Kegiatan yang berada di bawah kendali operasi (BKO) Patroli Keamanan Wilayah Laut dan Udara (Pamtas) RI-Malaysia ini menjadi bukti nyata implementasi doktrin operasi gabungan guna menjaga kedaulatan wilayah yurisdiksi nasional.
Mengusung semangat jointness, latihan ini difokuskan pada peningkatan interoperabilitas, koordinasi, serta kemampuan tempur antar matra.
Sasaran utamanya adalah menyempurnakan respons taktis dalam menghadapi potensi ancaman di wilayah perbatasan yang kerap menjadi titik rawan pelanggaran.
Rangkaian latihan dimulai dengan Air Joining Procedure (AJP).

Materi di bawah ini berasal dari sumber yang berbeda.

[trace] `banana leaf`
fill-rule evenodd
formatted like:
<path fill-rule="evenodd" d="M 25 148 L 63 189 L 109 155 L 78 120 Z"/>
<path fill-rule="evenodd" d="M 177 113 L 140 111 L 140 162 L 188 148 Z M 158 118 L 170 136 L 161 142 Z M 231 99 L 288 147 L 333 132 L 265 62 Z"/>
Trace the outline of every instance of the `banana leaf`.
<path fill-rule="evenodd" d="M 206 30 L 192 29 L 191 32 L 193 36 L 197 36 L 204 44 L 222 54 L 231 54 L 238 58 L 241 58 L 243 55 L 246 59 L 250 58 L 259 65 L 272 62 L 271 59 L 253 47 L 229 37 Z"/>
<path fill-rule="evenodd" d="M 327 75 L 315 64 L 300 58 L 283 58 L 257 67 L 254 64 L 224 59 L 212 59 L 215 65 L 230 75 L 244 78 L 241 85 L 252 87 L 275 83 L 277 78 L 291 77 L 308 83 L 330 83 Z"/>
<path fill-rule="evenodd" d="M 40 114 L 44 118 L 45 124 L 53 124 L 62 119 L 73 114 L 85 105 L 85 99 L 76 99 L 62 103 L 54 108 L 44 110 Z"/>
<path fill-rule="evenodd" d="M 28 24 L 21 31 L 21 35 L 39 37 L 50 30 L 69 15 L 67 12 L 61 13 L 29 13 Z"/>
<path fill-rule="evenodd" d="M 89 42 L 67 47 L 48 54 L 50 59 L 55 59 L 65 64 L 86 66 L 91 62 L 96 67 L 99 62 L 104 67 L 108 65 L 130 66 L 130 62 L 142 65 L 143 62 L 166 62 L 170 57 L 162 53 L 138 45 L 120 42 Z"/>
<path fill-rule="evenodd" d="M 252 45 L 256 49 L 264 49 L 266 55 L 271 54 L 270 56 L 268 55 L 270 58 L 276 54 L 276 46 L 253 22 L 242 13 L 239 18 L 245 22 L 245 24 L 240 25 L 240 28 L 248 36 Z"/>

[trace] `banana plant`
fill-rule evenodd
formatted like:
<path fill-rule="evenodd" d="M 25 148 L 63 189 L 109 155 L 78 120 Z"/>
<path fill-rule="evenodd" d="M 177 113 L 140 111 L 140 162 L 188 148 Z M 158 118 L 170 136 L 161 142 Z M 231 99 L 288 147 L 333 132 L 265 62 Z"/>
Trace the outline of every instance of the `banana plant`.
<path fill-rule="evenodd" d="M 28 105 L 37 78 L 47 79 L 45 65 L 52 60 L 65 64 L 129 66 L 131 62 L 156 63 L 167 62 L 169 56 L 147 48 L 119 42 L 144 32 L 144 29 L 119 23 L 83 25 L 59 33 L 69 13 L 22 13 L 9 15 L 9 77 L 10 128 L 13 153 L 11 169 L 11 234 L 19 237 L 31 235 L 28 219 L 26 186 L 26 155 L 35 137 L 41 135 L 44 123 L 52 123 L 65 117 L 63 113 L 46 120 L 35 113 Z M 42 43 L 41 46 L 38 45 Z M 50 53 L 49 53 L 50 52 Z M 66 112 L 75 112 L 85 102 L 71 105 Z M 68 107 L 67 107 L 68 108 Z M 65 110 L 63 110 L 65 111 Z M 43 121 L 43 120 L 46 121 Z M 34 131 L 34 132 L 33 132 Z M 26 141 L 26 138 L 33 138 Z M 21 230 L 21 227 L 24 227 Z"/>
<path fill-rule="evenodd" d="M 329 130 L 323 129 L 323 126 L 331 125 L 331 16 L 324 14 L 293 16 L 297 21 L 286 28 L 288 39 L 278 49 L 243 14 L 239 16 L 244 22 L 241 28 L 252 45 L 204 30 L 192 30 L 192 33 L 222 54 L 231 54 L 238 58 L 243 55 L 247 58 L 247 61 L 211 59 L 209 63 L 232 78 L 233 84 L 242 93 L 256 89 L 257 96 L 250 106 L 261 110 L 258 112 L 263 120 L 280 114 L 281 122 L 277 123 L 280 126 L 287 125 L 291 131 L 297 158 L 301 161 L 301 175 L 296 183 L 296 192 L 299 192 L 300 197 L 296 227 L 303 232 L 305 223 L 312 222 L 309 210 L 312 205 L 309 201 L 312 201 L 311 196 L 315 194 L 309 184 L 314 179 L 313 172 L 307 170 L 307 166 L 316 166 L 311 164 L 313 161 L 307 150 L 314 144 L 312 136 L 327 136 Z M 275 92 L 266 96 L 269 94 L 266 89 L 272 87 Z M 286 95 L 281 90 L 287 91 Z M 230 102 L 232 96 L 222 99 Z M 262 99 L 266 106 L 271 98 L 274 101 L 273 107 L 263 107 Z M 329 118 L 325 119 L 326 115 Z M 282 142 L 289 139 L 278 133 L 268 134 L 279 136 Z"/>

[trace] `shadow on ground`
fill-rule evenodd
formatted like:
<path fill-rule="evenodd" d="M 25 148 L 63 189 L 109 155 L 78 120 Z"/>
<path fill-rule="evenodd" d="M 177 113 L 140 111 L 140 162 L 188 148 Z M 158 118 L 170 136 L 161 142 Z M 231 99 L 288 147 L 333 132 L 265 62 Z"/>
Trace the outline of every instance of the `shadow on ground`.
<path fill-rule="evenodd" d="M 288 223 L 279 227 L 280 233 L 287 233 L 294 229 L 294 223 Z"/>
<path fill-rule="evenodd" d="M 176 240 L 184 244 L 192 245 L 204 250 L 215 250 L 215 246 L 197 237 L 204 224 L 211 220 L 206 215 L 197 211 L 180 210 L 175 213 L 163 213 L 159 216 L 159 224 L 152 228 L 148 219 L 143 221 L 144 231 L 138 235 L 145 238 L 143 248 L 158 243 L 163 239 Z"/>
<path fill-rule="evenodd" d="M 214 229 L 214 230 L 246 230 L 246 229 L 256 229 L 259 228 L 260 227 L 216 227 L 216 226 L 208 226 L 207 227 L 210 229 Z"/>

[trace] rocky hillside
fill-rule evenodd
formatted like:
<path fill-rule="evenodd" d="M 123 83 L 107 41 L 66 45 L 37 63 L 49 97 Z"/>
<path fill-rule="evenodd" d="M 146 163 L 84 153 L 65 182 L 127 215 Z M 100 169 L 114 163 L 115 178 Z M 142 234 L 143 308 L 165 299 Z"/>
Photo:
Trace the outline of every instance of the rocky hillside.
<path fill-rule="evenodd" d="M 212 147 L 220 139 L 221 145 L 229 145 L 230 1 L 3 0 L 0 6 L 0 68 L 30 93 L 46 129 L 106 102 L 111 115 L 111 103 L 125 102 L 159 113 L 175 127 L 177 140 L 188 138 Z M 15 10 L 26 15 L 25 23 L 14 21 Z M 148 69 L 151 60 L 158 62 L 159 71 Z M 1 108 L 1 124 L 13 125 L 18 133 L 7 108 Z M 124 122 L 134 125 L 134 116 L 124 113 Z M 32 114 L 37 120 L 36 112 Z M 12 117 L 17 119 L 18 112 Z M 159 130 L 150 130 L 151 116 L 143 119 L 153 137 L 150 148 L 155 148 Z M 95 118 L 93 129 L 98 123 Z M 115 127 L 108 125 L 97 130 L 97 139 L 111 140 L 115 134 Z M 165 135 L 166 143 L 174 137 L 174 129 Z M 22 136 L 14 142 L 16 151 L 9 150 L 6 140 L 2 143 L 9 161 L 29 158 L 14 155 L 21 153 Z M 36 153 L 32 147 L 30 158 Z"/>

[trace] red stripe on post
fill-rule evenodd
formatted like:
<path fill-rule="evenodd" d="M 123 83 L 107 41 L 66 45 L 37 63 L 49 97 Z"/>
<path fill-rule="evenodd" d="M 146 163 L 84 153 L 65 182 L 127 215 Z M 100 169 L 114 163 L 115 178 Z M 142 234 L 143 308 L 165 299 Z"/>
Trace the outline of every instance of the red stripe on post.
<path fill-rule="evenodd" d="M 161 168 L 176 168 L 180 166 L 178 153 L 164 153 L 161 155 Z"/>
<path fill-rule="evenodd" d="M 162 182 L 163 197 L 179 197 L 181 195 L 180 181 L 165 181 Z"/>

Ini merupakan prosedur vital saat pesawat bergabung dengan unsur kapal perang.
Dalam tahap ini, KRI Ajak-653 dan awak Boeing 737 menyelaraskan komunikasi, melakukan identifikasi sasaran secara presisi, serta bertukar informasi taktis secara real-time.
Sinkronisasi manuver antara dua alutsista beda dimensi ini berlangsung mulus, menandakan profesionalisme tinggi para prajurit.
Memasuki fase puncak, latihan berlanjut pada Peran Tempur Bahaya Udara. Simulasi ini menguji kesiapsiagaan awak KRI Ajak-653 dalam menghadapi ancaman serangan udara mendadak. Seluruh prosedur tempur dikerahkan: mulai dari deteksi dini sasaran, pelaporan kontak udara yang cepat, manuver taktis kapal untuk menghindari lock-on radar, hingga simulasi pengoperasian sistem persenjataan. Kondisi ini dirancang sedekat mungkin dengan situasi pertempuran sebenarnya.
Komandan KRI Ajak-653, Letkol Laut (P) Denny Firdian Himawan, menegaskan bahwa Kersamtis ini bukan sekadar rutinitas, melainkan wujud komitmen prajurit matra laut.
“Pelaksanaan Kerja Sama Taktis ini selaras dengan penjabaran motto Pangkoarmada II, Laksda TNI I G.P. Alit Jaya, S.H., M.Si., yaitu ‘Integrity in Professionalism’. Ini adalah pedoman kami untuk terus meningkatkan kesiapsiagaan tempur serta memperkuat sinergitas antara TNI AL dan TNI AU,” tegas Letkol Denny di atas geladak KRI Ajak-653.
Lebih lanjut, ia menekankan bahwa interoperabilitas semacam ini adalah kunci keberhasilan Operasi Pamtas dalam menjaga kedaulatan dan keutuhan Negara Kesatuan Republik Indonesia.
Sebagaimana selalu disampaikan Kepala Staf Angkatan Laut Indonesia Laksamana TNI Dr Muhammad Ali pelaksanaan tugas pertahanan matra laut, penegakan hukum dan keamanan di laut yurisdiksi nasional, serta pelaksanaan tugas diplomasi angkatan laut.
Latihan ini menandakan bahwa alutsista TNI, baik di laut maupun udara, berada dalam kondisi siaga tinggi untuk merespons setiap dinamika di wilayah perbatasan, sekaligus menjadi pesan kuat bahwa kedaulatan NKRI di Laut Natuna Utara dan perairan strategis lainnya tidak dapat ditawar.